Hi, this is Jeff Hicks. Today I want to demonstrate how to get a handle on user passwords. Policing your user passwords is a great way to head-off problems before they become too serious. Let’s take a look at the new Active Directory Administrative Center that you can use to manage your Domain Controller running Server 2008 R2 or an older Domain Controller running the Active Directory Web Service which you can download from Microsoft.
I am right now on a Windows 7 client that has the remote server administration tools installed and they are configured to manage Active Directory. I can go to Administrative Tools and grab this Active Directory Administrative Center. This actually runs on top of PowerShell. I get this nice administrative interface that can be used to replace Active Directory Users and Computers.
I am going to come down here to the global search section and I am going to search my entire domain and I am going to add some criteria. I only want to search for users that are enabled, I am going to ignore disabled accounts and I am curious to know which user accounts have passwords that maybe do not have an expiration date. I am going to add those criteria and then I am going to modify them, change this from disable to enable and I want “Users whose password has no expiration date”. I can click Search and in a moment there are in fact the user accounts that have no expiration date and there may be some I might want to modify. You can double-click an entry and up will come a section where you can modify or edit that user. I am not going to make any changes there.
Let me show you another handy way to police your passwords. I am going to keep the enabled criteria. I am going to delete this criterion. I am going to add a criterion that says here “Users with a password expiring in a given number of days”. What this will show me – I am going to put in seven – I want to find out what passwords will expire in the next 7 days. This will be very handy information to have if I come in Monday morning and I can create a list of users that I need to make sure they get their passwords changed before they run into problems. I am going to click Search, and there is in my case a list of users who need to have their passwords changed because they will expire in the next 7 days.

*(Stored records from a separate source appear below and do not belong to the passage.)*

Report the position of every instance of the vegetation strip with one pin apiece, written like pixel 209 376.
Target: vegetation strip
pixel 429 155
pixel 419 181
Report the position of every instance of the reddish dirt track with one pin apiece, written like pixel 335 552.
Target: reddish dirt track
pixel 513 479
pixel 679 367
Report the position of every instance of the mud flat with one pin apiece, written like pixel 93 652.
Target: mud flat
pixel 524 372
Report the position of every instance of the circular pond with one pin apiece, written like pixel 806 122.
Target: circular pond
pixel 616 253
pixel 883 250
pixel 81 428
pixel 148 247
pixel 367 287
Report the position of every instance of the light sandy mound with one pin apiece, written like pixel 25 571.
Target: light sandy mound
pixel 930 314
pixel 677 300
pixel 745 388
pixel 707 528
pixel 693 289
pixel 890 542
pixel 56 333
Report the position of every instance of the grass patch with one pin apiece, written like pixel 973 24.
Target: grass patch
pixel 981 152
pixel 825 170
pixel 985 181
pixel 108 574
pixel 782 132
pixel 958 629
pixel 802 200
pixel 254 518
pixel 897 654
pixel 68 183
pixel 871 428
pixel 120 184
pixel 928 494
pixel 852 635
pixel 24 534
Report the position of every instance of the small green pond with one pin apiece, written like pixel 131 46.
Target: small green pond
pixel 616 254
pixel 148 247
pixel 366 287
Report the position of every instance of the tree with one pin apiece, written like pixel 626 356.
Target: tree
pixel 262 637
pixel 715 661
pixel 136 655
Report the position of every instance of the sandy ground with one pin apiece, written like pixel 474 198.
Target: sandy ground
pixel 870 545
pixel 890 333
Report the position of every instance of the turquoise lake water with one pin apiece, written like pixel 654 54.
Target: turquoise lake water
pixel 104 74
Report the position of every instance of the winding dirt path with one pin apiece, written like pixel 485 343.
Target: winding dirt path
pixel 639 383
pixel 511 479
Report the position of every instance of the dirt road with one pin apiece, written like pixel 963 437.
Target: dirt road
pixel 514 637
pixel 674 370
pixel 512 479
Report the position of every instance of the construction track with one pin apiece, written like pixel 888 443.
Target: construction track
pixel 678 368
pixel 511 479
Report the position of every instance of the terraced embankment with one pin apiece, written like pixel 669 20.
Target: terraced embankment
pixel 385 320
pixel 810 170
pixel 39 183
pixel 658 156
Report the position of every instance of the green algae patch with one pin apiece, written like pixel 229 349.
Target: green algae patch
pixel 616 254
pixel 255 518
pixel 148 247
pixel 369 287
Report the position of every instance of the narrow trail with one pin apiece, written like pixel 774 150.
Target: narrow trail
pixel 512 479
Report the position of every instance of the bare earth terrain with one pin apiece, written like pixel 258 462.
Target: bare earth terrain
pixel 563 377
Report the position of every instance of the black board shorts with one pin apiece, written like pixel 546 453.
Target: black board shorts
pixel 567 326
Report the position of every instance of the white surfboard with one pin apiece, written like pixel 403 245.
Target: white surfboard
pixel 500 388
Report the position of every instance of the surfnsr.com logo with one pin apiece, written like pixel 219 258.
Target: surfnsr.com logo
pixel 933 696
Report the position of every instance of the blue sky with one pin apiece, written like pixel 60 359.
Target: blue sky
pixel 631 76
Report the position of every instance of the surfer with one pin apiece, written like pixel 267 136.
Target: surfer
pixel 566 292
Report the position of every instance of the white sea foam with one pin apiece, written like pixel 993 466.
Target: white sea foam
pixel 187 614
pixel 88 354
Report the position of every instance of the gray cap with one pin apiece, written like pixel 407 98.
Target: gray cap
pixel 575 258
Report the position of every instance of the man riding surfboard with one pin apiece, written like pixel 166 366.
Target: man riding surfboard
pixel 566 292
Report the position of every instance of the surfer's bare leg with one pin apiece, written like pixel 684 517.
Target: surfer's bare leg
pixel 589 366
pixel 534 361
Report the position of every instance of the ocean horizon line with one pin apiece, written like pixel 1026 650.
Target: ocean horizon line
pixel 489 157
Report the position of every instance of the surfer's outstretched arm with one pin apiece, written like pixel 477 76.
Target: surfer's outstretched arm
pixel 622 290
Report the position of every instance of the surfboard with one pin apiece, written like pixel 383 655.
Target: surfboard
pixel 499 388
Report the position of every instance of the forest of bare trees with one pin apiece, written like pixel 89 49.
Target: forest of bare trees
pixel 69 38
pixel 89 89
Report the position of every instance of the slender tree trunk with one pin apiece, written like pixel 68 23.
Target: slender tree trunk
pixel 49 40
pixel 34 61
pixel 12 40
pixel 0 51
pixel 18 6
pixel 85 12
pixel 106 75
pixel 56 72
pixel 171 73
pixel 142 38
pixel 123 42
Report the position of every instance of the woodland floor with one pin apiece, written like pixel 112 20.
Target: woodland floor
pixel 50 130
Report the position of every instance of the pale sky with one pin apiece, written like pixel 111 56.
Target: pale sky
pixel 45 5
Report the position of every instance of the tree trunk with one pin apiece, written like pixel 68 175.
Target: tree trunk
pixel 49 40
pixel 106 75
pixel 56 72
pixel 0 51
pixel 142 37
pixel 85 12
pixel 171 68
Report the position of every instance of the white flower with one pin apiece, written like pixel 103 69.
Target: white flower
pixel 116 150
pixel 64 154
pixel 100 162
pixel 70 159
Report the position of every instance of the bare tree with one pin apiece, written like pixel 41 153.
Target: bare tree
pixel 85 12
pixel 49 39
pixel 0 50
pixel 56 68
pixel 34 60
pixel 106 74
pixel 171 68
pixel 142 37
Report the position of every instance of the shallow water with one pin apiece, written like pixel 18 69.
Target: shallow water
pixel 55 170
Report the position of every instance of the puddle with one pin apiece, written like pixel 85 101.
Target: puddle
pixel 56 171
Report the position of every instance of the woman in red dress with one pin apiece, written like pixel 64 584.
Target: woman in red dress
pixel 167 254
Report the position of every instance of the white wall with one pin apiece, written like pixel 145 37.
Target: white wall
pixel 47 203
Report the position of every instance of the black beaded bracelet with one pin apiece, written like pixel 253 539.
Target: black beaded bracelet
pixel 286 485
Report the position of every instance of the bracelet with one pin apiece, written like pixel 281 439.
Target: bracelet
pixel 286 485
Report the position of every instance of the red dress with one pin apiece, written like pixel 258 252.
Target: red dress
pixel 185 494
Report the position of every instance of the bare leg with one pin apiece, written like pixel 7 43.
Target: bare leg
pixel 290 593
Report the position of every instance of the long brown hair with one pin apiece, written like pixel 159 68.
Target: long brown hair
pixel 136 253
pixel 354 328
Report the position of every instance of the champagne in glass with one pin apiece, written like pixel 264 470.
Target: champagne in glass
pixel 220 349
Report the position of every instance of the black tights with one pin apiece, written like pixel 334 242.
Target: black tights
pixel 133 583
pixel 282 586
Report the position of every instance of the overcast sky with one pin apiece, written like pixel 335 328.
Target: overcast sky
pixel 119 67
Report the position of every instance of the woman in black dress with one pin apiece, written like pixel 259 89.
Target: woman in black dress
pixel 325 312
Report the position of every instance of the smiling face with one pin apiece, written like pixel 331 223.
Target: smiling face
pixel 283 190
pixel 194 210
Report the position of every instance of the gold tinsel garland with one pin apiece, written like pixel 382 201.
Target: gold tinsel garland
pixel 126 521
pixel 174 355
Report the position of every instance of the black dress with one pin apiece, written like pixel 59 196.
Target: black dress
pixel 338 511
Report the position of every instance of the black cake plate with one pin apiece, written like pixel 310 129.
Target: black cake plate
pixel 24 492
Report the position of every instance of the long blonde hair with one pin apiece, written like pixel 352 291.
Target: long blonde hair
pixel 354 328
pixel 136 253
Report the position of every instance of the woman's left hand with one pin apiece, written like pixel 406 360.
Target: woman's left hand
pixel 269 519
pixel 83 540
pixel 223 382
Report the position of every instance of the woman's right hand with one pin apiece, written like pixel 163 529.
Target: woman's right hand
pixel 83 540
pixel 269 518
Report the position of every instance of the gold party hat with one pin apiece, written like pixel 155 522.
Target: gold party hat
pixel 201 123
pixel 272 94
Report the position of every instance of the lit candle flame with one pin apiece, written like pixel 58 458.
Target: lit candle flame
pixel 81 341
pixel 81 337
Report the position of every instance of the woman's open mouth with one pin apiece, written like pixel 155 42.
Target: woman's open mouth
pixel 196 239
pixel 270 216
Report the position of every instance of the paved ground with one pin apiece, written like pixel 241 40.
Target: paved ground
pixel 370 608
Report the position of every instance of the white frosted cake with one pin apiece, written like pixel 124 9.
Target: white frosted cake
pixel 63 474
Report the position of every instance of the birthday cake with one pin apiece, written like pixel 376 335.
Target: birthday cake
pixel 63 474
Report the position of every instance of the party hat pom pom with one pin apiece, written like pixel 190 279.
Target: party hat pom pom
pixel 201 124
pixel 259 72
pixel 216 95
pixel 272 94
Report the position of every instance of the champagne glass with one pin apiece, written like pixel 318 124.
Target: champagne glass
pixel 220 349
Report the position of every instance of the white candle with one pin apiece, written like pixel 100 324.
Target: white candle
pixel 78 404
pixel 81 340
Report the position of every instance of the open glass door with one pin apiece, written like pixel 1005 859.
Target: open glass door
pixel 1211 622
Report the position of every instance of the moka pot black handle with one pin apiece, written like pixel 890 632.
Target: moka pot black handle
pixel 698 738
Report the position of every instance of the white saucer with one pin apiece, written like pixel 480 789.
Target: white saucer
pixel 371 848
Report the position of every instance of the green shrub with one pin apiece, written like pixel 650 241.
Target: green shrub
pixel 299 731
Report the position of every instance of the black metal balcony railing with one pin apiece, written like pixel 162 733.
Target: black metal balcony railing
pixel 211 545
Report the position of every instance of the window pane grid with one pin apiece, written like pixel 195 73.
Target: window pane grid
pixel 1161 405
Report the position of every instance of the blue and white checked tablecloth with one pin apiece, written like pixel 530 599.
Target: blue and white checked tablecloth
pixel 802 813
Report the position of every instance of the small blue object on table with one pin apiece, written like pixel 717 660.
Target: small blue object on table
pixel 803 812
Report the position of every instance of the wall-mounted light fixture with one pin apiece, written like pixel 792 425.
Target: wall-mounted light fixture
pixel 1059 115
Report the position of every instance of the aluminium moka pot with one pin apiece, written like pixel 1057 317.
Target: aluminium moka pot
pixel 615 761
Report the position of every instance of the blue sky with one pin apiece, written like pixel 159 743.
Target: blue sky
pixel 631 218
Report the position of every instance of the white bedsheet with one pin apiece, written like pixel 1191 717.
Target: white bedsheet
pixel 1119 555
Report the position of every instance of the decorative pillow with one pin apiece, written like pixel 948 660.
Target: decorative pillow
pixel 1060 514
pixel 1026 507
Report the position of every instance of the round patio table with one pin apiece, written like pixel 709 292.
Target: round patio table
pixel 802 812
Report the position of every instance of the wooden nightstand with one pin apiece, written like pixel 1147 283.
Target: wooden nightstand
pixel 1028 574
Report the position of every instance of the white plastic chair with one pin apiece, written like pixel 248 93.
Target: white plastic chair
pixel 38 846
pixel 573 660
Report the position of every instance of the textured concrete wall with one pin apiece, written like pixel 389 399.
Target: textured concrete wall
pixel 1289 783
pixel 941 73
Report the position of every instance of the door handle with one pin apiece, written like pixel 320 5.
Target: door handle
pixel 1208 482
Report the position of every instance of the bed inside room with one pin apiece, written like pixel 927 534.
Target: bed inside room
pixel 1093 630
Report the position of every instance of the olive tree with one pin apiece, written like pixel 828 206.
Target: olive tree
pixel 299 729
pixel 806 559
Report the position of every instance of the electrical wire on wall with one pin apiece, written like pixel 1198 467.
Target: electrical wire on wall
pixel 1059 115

I can also, because this is running on PowerShell, use PowerShell directly. I have a script which you be able to download from the site, that will do the same thing. I am going to run the script and have it create a table and then save that result to a text file because the administrative center does not really have a way to export or print data. I am just going to use PowerShell to that for me. I can run that, I get a little message saying it is finding users with the passwords set between the dates you see there, and it is finished. I can take a look at the text file, and now I can print this off if I wanted to, and hand it off to a technician or another administrator to track down those people and help make sure their passwords get changed.
I hope you found this useful, keeping track of user passwords can keep you out of trouble and make everyone’s life a whole lot better. Thank you very much.